Toute la famille, avec respect, les contemplait. — « Oh ! ça oui, c’est chouet, » répéta gravement M. Dufour. Et il les détaillait en connaisseur. Il avait canoté, lui aussi, dans son jeune temps, disait-il ; voire même qu’avec ça dans la main — et il faisait le geste de tirer sur les avirons — il se fichait de tout le monde. Il avait rossé en course plus d’un Anglais, jadis, à Joinville ; et il plaisanta sur le mot « dames », dont on désigne les deux montants qui retiennent les avirons, disant que les canotiers, et pour cause, ne sortaient jamais sans leurs dames.

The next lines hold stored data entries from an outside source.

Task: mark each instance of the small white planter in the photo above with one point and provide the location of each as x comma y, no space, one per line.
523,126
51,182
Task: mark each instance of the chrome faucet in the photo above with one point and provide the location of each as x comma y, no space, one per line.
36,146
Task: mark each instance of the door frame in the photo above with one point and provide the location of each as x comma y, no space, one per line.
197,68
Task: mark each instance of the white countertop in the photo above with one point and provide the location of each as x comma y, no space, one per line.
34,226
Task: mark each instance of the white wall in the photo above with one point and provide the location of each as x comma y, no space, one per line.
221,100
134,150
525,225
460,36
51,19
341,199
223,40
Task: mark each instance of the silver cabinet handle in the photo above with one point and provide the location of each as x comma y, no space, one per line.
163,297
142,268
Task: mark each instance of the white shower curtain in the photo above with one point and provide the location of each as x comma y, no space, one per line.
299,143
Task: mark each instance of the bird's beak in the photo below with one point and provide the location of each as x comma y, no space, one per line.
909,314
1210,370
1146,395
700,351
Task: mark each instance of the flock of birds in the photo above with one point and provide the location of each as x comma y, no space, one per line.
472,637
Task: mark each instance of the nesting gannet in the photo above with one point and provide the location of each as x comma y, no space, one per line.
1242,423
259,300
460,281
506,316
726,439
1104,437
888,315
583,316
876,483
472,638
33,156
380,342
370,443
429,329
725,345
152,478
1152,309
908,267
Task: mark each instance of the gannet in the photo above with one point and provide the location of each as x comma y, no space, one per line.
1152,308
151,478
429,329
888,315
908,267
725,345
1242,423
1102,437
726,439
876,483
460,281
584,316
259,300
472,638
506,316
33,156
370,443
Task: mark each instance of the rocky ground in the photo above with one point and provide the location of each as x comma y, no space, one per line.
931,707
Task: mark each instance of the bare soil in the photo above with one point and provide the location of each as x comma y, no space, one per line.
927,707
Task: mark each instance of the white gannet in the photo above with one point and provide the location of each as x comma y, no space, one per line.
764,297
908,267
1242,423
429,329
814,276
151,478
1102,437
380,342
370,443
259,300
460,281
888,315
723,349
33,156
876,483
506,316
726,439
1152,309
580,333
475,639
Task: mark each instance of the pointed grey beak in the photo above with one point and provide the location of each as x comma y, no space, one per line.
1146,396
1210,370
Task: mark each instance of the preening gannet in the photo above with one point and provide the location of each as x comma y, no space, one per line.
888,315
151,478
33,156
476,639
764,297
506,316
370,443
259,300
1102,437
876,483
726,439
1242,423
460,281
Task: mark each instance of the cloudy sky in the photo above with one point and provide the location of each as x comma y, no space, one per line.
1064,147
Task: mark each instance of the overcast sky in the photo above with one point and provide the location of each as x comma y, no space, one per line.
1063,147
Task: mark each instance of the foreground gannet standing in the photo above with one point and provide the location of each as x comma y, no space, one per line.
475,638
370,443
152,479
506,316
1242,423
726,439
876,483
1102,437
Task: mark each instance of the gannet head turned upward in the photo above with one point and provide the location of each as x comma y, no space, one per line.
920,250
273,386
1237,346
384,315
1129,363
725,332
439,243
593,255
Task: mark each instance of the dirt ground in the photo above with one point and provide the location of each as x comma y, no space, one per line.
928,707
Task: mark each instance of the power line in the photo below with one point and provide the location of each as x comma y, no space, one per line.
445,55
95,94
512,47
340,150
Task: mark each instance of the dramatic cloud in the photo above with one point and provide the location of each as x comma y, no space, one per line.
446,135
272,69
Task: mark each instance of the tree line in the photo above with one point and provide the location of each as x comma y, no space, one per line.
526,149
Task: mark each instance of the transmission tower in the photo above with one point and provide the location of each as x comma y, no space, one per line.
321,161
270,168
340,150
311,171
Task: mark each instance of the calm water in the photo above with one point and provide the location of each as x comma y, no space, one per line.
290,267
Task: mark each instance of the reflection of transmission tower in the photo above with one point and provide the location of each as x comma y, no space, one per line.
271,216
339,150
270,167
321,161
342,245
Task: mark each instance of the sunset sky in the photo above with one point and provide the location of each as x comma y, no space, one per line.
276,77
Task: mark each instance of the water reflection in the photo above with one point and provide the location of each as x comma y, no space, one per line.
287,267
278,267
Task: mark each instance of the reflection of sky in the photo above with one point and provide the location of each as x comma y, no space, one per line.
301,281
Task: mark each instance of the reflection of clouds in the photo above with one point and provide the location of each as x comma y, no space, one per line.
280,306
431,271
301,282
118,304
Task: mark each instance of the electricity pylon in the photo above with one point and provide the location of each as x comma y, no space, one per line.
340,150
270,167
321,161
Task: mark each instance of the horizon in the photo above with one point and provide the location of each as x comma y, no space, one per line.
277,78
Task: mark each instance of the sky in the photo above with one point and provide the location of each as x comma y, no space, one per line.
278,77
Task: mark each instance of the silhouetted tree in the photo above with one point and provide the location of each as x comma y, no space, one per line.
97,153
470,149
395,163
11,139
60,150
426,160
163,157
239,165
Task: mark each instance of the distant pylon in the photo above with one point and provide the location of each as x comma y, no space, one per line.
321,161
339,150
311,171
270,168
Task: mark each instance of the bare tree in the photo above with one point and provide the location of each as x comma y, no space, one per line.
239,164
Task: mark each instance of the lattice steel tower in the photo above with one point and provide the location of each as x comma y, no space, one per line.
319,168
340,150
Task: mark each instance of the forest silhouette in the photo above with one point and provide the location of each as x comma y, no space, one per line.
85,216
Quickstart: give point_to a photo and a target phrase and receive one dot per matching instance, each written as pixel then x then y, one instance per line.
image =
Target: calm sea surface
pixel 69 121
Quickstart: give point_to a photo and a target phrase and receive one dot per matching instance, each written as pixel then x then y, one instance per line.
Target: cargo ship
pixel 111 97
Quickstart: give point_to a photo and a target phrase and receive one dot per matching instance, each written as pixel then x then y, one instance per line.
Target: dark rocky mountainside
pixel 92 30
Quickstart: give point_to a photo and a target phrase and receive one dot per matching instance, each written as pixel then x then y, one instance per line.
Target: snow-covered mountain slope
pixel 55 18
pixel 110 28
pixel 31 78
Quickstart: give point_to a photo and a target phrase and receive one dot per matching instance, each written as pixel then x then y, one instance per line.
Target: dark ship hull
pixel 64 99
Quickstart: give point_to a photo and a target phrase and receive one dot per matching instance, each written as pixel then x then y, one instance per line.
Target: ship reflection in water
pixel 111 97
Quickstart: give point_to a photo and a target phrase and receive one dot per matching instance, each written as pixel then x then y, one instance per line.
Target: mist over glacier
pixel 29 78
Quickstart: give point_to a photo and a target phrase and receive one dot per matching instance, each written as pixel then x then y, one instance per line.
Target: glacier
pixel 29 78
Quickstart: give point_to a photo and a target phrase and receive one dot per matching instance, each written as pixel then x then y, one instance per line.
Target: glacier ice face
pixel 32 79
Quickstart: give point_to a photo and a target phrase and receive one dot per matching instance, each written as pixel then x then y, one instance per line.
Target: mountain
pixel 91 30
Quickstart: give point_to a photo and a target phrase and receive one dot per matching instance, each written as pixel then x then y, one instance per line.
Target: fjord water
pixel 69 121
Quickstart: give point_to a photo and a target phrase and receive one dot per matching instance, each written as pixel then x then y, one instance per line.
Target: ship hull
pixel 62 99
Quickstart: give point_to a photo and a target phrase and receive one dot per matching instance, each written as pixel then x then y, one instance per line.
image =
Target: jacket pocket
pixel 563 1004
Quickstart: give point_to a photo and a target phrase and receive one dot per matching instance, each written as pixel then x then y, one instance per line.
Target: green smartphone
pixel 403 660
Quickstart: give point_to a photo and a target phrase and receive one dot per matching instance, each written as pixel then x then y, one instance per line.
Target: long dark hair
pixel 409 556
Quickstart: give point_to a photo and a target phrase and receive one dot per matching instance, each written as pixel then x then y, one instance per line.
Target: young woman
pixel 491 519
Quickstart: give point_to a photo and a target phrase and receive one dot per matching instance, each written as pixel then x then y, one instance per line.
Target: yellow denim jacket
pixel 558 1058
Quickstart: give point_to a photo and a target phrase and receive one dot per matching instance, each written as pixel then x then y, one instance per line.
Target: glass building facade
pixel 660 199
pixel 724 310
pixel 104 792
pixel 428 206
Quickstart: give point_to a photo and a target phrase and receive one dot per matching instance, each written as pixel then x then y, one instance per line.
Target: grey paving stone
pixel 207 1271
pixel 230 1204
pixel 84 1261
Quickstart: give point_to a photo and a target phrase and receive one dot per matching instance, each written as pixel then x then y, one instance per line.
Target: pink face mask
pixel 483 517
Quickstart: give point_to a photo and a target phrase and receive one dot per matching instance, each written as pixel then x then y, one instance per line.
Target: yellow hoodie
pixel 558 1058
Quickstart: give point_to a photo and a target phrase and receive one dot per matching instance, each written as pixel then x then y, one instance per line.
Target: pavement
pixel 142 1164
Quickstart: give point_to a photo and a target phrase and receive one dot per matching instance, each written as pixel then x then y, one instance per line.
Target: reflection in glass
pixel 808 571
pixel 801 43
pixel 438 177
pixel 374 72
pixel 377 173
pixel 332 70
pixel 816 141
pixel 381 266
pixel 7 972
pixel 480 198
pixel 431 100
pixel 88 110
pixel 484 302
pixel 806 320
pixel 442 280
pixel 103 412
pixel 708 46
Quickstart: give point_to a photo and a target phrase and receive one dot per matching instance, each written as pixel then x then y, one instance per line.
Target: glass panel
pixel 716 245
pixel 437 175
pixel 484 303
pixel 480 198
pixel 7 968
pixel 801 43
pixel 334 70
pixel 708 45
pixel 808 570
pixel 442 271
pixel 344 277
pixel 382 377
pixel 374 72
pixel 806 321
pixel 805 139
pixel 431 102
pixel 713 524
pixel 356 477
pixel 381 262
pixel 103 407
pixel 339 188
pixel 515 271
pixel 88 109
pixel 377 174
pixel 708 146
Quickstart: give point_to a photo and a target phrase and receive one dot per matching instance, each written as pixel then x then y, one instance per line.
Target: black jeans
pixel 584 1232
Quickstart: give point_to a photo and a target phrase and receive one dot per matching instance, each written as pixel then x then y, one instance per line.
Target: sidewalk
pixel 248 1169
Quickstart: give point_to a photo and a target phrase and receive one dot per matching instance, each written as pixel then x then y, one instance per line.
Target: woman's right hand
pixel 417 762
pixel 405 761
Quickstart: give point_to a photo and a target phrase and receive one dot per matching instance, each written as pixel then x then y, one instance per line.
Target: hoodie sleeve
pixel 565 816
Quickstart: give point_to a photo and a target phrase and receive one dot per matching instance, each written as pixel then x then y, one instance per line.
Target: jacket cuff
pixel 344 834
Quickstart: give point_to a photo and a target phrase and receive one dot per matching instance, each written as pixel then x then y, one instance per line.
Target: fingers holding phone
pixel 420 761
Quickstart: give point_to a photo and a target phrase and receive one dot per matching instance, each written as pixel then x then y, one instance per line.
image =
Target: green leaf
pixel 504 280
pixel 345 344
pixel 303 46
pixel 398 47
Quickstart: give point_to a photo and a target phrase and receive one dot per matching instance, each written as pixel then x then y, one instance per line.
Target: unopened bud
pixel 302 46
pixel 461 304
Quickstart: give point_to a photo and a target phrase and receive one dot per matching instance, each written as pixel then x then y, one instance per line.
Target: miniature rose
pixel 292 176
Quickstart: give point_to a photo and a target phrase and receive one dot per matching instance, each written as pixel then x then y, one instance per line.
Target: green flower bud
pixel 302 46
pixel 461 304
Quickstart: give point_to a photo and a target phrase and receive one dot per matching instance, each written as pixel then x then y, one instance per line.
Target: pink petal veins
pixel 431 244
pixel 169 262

Il s’échauffait en pérorant et proposait obstinément de parier qu’avec un bateau comme ça, il ferait six lieues à l’heure sans se presser.

— C’est prêt, — dit la servante qui apparut à l’entrée. On se précipita ; mais voilà qu’à la meilleure place, qu’en son esprit Mme Dufour avait choisie pour s’installer, deux jeunes gens déjeunaient déjà. C’étaient les propriétaires des yoles, sans doute, car ils portaient le costume des canotiers.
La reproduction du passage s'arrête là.